Les entreprises coopératives ont pourtant fait leur preuve. «C'est un modèle viable. Et pour l'aider à grandir, il doit avoir sa place non seulement à l'université, mais aussi au cégep et même au secondaire», dit Gaston Bédard, directeur général par intérim du Conseil québécois de la coopération et de la mutualité.

D'autant qu'elles ont démontré leur capacité à mieux traverser les crises que la plupart des autres organisations.

Elles «ont mieux résisté que l'ensemble des entreprises de type traditionnel lorsque l'économie mondiale a fléchi en 2008 et 2009», confirme une étude de Desjardins réalisée en 2011.

Cette robustesse se traduit aussi par une plus grande pérennité. Au Québec, le taux de survie des entreprises coopératives est de 62 % après 5 ans et de 35 % après 10 ans, par rapport à 44,3 % et 19,5 % respectivement pour les entreprises québécoises privées, selon une étude publiée en 2008 par le MDEIE.

Le secteur regroupe environ 3 500 entreprises coopératives et mutuelles qui emploient plus de 90 000 personnes. Les quelque 2 800 coopératives non financières ont enregistré de 1999 à 2009 une croissance du nombre d'emplois de 37,3 %, passant de 32 200 à 44 198, comparativement à un bond de 15,7 % en moyenne au Québec.

Longtemps associé aux secteurs financier, agricole et forestier, le secteur coopératif est aujourd'hui présent dans de nouvelles sphères d'activité comme la culture, les nouvelles technologies et l'environnement.

«Dans la conjoncture actuelle, et compte tenu du succès des entreprises coopératives, il est décevant de constater qu'on n'accorde pas plus d'importance au modèle coopératif», dit Mme Bouchard, aussi titulaire de la Chaire de recherche du Canada en économie sociale.

Un meilleur écho du milieu scolaire

Tous constatent que l'enseignement du modèle coopératif se résume actuellement à très peu. Mais «il y a un meilleur écho des milieux scolaires, surtout depuis la tenue du Sommet des coopératives», note M. Bédard.

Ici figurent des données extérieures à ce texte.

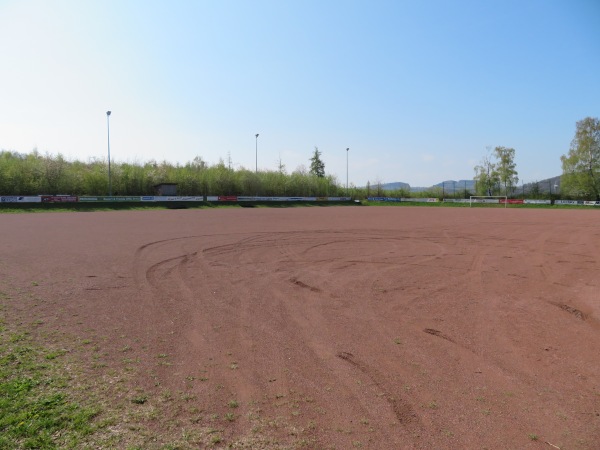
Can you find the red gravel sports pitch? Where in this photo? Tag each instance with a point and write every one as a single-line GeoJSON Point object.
{"type": "Point", "coordinates": [325, 327]}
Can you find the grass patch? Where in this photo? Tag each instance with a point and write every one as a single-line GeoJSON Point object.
{"type": "Point", "coordinates": [37, 411]}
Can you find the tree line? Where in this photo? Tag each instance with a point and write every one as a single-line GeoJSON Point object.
{"type": "Point", "coordinates": [497, 175]}
{"type": "Point", "coordinates": [36, 174]}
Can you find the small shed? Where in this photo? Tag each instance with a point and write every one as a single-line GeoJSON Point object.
{"type": "Point", "coordinates": [165, 189]}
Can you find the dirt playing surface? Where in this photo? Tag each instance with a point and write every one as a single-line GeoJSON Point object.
{"type": "Point", "coordinates": [339, 327]}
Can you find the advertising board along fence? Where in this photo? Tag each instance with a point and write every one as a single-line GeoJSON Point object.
{"type": "Point", "coordinates": [20, 199]}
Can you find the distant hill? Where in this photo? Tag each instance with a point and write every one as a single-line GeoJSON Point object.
{"type": "Point", "coordinates": [451, 186]}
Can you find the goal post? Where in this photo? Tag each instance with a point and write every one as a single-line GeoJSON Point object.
{"type": "Point", "coordinates": [489, 199]}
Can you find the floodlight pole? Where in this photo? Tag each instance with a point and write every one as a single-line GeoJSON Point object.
{"type": "Point", "coordinates": [347, 170]}
{"type": "Point", "coordinates": [108, 135]}
{"type": "Point", "coordinates": [256, 167]}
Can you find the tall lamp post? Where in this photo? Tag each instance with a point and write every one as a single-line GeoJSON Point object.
{"type": "Point", "coordinates": [108, 131]}
{"type": "Point", "coordinates": [347, 170]}
{"type": "Point", "coordinates": [256, 168]}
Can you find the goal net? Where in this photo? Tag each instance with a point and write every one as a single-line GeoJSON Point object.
{"type": "Point", "coordinates": [488, 199]}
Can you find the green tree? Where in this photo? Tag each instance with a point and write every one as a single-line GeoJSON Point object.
{"type": "Point", "coordinates": [486, 177]}
{"type": "Point", "coordinates": [581, 166]}
{"type": "Point", "coordinates": [506, 168]}
{"type": "Point", "coordinates": [317, 166]}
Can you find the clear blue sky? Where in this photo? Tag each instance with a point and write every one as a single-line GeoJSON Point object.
{"type": "Point", "coordinates": [416, 89]}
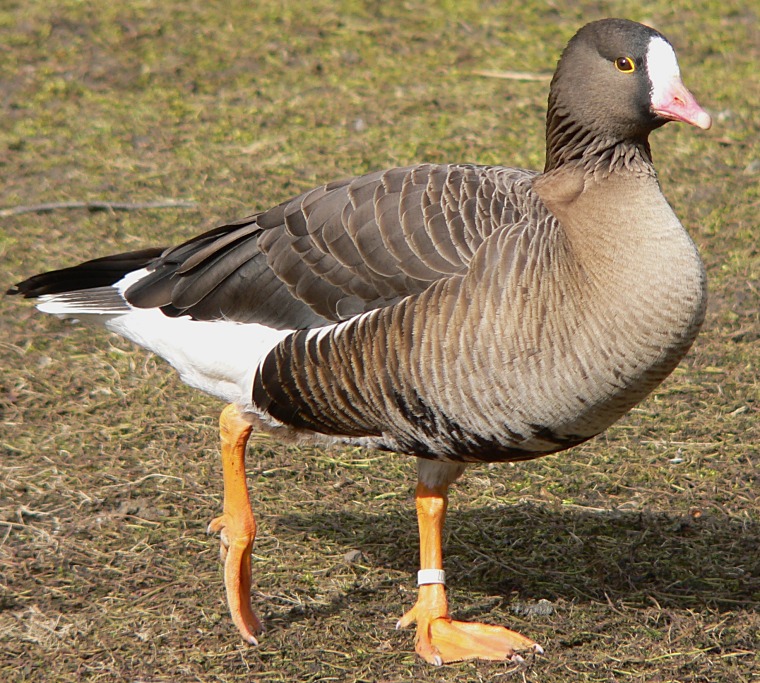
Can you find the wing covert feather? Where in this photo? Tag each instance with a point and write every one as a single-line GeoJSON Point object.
{"type": "Point", "coordinates": [338, 250]}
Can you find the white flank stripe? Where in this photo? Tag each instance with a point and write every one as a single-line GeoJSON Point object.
{"type": "Point", "coordinates": [219, 357]}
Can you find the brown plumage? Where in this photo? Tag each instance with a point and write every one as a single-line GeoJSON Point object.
{"type": "Point", "coordinates": [457, 313]}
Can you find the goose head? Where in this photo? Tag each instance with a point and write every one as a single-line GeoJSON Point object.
{"type": "Point", "coordinates": [615, 83]}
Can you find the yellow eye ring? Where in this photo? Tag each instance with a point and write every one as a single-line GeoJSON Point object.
{"type": "Point", "coordinates": [625, 65]}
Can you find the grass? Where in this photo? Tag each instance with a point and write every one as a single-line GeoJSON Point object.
{"type": "Point", "coordinates": [643, 541]}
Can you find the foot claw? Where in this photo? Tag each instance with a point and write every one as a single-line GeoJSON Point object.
{"type": "Point", "coordinates": [235, 548]}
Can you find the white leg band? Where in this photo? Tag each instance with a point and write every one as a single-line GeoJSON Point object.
{"type": "Point", "coordinates": [428, 576]}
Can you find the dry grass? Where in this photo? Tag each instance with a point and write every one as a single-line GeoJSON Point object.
{"type": "Point", "coordinates": [644, 542]}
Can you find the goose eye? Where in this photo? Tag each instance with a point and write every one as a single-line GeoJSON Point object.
{"type": "Point", "coordinates": [625, 65]}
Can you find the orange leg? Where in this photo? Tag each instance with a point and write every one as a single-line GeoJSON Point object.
{"type": "Point", "coordinates": [236, 524]}
{"type": "Point", "coordinates": [440, 639]}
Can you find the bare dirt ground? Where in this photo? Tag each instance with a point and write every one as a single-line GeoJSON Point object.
{"type": "Point", "coordinates": [632, 558]}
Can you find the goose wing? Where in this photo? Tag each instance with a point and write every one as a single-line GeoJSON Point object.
{"type": "Point", "coordinates": [336, 251]}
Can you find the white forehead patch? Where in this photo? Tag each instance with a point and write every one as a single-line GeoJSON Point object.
{"type": "Point", "coordinates": [662, 66]}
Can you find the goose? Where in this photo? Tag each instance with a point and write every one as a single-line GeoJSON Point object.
{"type": "Point", "coordinates": [457, 313]}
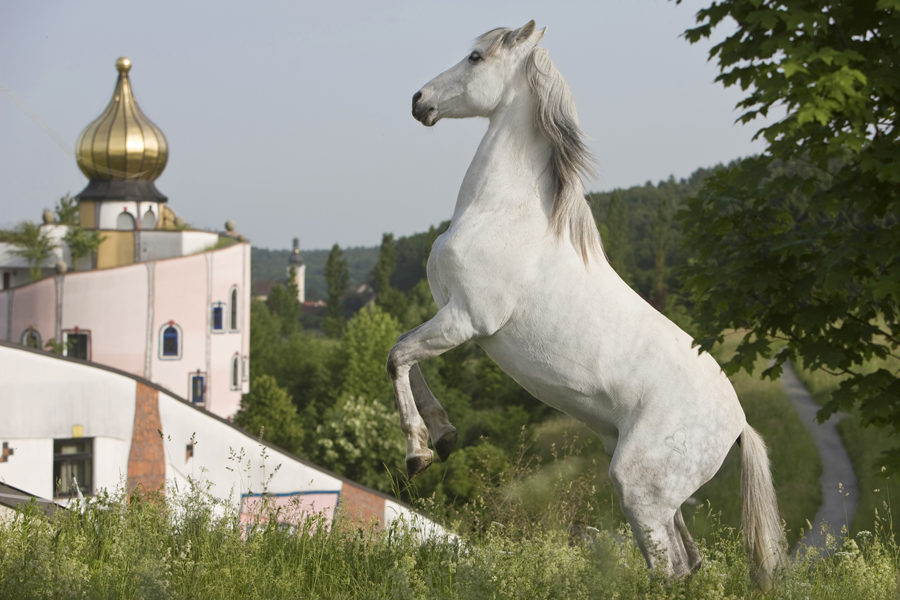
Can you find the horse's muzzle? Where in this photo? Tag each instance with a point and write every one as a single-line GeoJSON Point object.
{"type": "Point", "coordinates": [427, 115]}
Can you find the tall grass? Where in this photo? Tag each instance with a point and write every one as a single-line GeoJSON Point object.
{"type": "Point", "coordinates": [190, 548]}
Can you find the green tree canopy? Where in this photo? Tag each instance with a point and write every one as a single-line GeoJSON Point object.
{"type": "Point", "coordinates": [367, 340]}
{"type": "Point", "coordinates": [337, 278]}
{"type": "Point", "coordinates": [268, 411]}
{"type": "Point", "coordinates": [32, 244]}
{"type": "Point", "coordinates": [801, 244]}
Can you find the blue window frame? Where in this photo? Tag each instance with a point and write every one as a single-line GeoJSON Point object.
{"type": "Point", "coordinates": [170, 341]}
{"type": "Point", "coordinates": [198, 388]}
{"type": "Point", "coordinates": [218, 317]}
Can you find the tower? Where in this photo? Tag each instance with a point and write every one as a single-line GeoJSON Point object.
{"type": "Point", "coordinates": [121, 152]}
{"type": "Point", "coordinates": [296, 263]}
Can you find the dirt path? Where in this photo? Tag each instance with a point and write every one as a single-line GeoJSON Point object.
{"type": "Point", "coordinates": [838, 481]}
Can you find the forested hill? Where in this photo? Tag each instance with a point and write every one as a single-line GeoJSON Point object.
{"type": "Point", "coordinates": [271, 265]}
{"type": "Point", "coordinates": [640, 237]}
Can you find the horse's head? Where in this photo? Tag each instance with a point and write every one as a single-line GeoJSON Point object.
{"type": "Point", "coordinates": [479, 83]}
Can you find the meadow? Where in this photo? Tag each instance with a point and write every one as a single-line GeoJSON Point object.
{"type": "Point", "coordinates": [548, 527]}
{"type": "Point", "coordinates": [147, 548]}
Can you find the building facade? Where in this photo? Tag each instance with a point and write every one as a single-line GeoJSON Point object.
{"type": "Point", "coordinates": [154, 297]}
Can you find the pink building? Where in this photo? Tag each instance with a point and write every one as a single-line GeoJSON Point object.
{"type": "Point", "coordinates": [154, 298]}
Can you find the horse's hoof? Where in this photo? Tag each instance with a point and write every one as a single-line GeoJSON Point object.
{"type": "Point", "coordinates": [445, 445]}
{"type": "Point", "coordinates": [417, 464]}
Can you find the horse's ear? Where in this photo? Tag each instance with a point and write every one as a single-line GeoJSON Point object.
{"type": "Point", "coordinates": [525, 31]}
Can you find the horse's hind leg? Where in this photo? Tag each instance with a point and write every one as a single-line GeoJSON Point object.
{"type": "Point", "coordinates": [655, 533]}
{"type": "Point", "coordinates": [690, 546]}
{"type": "Point", "coordinates": [651, 506]}
{"type": "Point", "coordinates": [442, 432]}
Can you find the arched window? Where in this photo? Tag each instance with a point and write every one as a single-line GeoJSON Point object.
{"type": "Point", "coordinates": [197, 387]}
{"type": "Point", "coordinates": [31, 338]}
{"type": "Point", "coordinates": [170, 341]}
{"type": "Point", "coordinates": [233, 321]}
{"type": "Point", "coordinates": [217, 317]}
{"type": "Point", "coordinates": [235, 372]}
{"type": "Point", "coordinates": [148, 221]}
{"type": "Point", "coordinates": [124, 221]}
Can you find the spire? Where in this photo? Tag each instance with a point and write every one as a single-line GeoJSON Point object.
{"type": "Point", "coordinates": [122, 151]}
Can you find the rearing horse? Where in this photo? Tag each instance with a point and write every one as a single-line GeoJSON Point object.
{"type": "Point", "coordinates": [521, 272]}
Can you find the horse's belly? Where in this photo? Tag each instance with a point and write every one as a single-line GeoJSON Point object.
{"type": "Point", "coordinates": [567, 386]}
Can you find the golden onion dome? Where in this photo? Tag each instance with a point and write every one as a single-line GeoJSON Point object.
{"type": "Point", "coordinates": [122, 143]}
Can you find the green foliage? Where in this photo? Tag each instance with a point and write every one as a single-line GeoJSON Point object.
{"type": "Point", "coordinates": [269, 265]}
{"type": "Point", "coordinates": [368, 338]}
{"type": "Point", "coordinates": [284, 305]}
{"type": "Point", "coordinates": [361, 439]}
{"type": "Point", "coordinates": [305, 365]}
{"type": "Point", "coordinates": [32, 244]}
{"type": "Point", "coordinates": [269, 412]}
{"type": "Point", "coordinates": [641, 238]}
{"type": "Point", "coordinates": [803, 242]}
{"type": "Point", "coordinates": [388, 298]}
{"type": "Point", "coordinates": [337, 278]}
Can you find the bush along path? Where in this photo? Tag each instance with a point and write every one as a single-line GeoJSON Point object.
{"type": "Point", "coordinates": [839, 490]}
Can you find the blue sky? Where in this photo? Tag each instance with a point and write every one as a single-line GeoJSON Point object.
{"type": "Point", "coordinates": [293, 118]}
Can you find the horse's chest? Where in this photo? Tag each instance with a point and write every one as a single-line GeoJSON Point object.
{"type": "Point", "coordinates": [467, 263]}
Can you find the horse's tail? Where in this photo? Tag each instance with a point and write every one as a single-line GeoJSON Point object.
{"type": "Point", "coordinates": [760, 517]}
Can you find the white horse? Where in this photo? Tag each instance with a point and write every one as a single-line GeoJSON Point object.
{"type": "Point", "coordinates": [522, 273]}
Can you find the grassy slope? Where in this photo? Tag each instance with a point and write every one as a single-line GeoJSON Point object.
{"type": "Point", "coordinates": [180, 549]}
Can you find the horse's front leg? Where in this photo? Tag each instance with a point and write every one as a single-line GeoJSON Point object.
{"type": "Point", "coordinates": [442, 432]}
{"type": "Point", "coordinates": [446, 330]}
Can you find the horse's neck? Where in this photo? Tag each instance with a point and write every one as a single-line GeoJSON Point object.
{"type": "Point", "coordinates": [511, 168]}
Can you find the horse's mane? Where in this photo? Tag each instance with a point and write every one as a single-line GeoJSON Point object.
{"type": "Point", "coordinates": [557, 119]}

Le baccalauréat en administration de l'ESG UQAM comprend deux cours. L'un d'eux, «Simulation d'une gestion coopérative», permet aux étudiants d'expérimenter la formule de la coopérative de travail comme modèle d'entreprise économique. L'ESG offre aussi un programme court de deuxième cycle en gestion des entreprises sociales et collectives.

À l'Université de Sherbrooke, les étudiants au baccalauréat en administration des affaires, concentration en management, ont accès au cours (optionnel) «Gestion différenciée des coopératives».

On y offre aussi une maîtrise en gestion et gouvernance des coopératives et des mutuelles. «Ce n'est pas toujours facile de recruter et d'intéresser des étudiants», indique M. Lafleur.

Ce programme compte de 10 à 20 étudiants, selon les années. Seulement une poignée (10 à 15 %) est issue des programmes en administration. La plupart sont des étudiants ayant une formation autre, notamment en service social, agronomie ou foresterie.

SON COMMENTAIRE

La prise de conscience que suscite cet article est le premier ingrédient d'un mouvement qui devrait favoriser l'émergence des dimensions coopératives dans les programmes de collèges et d'universités, à tous les niveaux. Un parcours en administration des affaires, par exemple, devrait comporter au moins un volet portant sur le modèle coopératif et les occasions qu'il offre en matière d'entrepreneuriat collectif. Pourquoi ne pas en faire la promotion dans d'autres facultés comme l'une des solutions à des enjeux économiques et sociaux ? Je pense aux secteurs de la santé, du génie ou de l'agronomie...Les études de cas sur les entreprises coopératives doivent aussi faire partie du cursus universitaire. L'Université Harvard, par exemple, développe une étude sur la transformation de Desjardins, en 2009. Il n'y a pas que les grandes entreprises capitalistes qui se développent, qui créent des emplois ou qui passionnent.